Another takeaway from this meeting is the promotion of this notion of serum biomarkers being able to get a hint at what’s going on in this disease process without having to do MRIs or examine patients. We have a marker of disease activity. One of them is serum neurofilament light [NfL], and there were numerous presentations corroborating what has already been observed. It can predict which patients are going to get worse. It can predict relapse. It can predict MRI activity. As I remember, one study showed patients who were monitored regularly for their levels in the large Swiss registry. When the levels shot up, these were patients who were very likely to have continued activity. You could do these measurements in patients who are on a therapy thinking that they’re doing well, but if this number shoots up, you can say, “Maybe we should consider a change in therapy before something bad happens.” This is where that type of marker is going.

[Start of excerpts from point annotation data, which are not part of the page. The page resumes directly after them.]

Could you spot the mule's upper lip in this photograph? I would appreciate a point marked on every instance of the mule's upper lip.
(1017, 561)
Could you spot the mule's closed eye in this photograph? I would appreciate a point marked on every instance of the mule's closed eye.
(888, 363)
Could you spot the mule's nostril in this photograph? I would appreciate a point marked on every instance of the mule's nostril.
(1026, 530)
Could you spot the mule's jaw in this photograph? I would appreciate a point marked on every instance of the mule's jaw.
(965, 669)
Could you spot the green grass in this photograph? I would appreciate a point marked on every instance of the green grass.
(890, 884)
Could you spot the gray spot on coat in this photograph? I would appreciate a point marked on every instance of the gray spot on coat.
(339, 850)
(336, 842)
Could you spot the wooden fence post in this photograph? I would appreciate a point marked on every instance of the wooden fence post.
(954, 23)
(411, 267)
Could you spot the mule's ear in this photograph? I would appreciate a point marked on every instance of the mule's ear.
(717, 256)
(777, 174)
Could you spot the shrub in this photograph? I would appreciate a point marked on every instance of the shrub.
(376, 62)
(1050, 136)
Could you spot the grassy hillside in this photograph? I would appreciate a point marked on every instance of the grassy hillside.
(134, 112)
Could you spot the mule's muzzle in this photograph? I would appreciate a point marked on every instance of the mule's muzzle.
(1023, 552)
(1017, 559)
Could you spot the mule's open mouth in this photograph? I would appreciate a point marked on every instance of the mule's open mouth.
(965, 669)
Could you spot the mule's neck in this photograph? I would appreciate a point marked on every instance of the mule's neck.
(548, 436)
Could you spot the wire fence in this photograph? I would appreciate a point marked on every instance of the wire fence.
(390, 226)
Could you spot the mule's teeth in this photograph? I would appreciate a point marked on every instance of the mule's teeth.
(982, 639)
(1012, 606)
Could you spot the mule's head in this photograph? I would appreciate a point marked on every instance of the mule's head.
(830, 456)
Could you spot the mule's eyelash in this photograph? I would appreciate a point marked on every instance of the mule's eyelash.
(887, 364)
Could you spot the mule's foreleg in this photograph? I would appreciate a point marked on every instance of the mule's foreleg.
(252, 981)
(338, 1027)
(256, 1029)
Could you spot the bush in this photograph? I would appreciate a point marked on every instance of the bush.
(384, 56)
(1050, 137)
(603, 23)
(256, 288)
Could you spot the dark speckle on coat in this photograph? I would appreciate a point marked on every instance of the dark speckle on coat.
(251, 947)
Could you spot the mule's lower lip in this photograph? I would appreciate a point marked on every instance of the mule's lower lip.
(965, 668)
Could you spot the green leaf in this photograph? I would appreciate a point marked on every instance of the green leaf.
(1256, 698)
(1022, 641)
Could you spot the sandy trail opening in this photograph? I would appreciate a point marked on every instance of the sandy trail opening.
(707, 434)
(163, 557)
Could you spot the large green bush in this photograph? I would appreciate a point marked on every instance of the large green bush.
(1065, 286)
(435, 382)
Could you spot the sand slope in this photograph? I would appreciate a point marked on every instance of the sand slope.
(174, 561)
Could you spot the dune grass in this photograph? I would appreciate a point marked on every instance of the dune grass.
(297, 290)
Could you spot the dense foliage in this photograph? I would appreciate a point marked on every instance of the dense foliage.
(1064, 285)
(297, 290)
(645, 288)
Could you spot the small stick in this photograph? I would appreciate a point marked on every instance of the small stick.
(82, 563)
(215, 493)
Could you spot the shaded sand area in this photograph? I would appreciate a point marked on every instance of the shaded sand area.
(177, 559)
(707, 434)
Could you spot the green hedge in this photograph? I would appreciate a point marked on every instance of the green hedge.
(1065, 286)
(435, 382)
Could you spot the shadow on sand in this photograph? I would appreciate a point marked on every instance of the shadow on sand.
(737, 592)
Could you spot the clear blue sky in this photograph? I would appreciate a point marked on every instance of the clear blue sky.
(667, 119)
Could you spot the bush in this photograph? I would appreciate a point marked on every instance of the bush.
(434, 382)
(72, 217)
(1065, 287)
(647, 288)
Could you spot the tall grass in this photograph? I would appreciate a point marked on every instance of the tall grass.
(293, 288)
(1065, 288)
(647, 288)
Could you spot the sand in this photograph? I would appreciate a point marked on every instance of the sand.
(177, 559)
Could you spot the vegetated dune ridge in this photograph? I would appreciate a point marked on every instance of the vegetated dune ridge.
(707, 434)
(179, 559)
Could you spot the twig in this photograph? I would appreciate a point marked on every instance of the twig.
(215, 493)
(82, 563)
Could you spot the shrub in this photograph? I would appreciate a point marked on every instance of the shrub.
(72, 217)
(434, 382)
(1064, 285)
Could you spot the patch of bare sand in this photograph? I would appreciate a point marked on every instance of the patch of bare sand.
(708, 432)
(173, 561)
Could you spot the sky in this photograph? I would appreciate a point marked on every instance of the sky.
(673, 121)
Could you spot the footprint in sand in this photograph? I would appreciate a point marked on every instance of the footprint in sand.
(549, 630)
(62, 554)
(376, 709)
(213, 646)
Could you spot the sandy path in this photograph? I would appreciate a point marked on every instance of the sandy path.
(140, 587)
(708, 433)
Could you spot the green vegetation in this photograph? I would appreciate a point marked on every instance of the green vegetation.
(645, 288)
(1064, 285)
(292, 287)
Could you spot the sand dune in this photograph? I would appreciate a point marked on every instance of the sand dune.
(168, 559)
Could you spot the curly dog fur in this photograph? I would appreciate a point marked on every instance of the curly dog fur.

What do you do in patients who have progressive disease and don’t have much activity? That’s where the neurofilament light falls off, because it’s really driven by the active loss of axons. In the more progressive forms of MS, you don’t have this inflammatory activity anymore. Not surprisingly, the predictability of neurofilament light falls short, but a new marker, which is the serum GFAP [glial fibrillary acidic protein], has also been looked at by the Swiss. They showed that, especially in these nonactive forms of progressive MS, GFAP might be a marker that these patients are getting worse.
What it really gives us is the opportunity to now look at NfL and GFAP together to get a hint at activity and disease progression. Both of those are now giving us some insights on the disease, whereas before, we had to wait until things happened before we knew. It’s possible now that we have therapies that are potentially targeting progressive MS to slow disease progression. The hardest thing to understand is that if you gave someone one of these therapies that slow disease progression, but they progressed anyway as they did in the clinical studies—they just progressed slower than their placebo counterparts—patients don’t have placebo counterparts to measure themselves against. How do we know we’re winning this battle? How do we know we’re slowing disease progression faster than what would have happened in nature? One of these markers might be an indicator that the treatment is working, that even though the patients have progressed a bit, we’ve managed to lower those markers. That would give us an indication of a treatment effect. That was a very important evolution.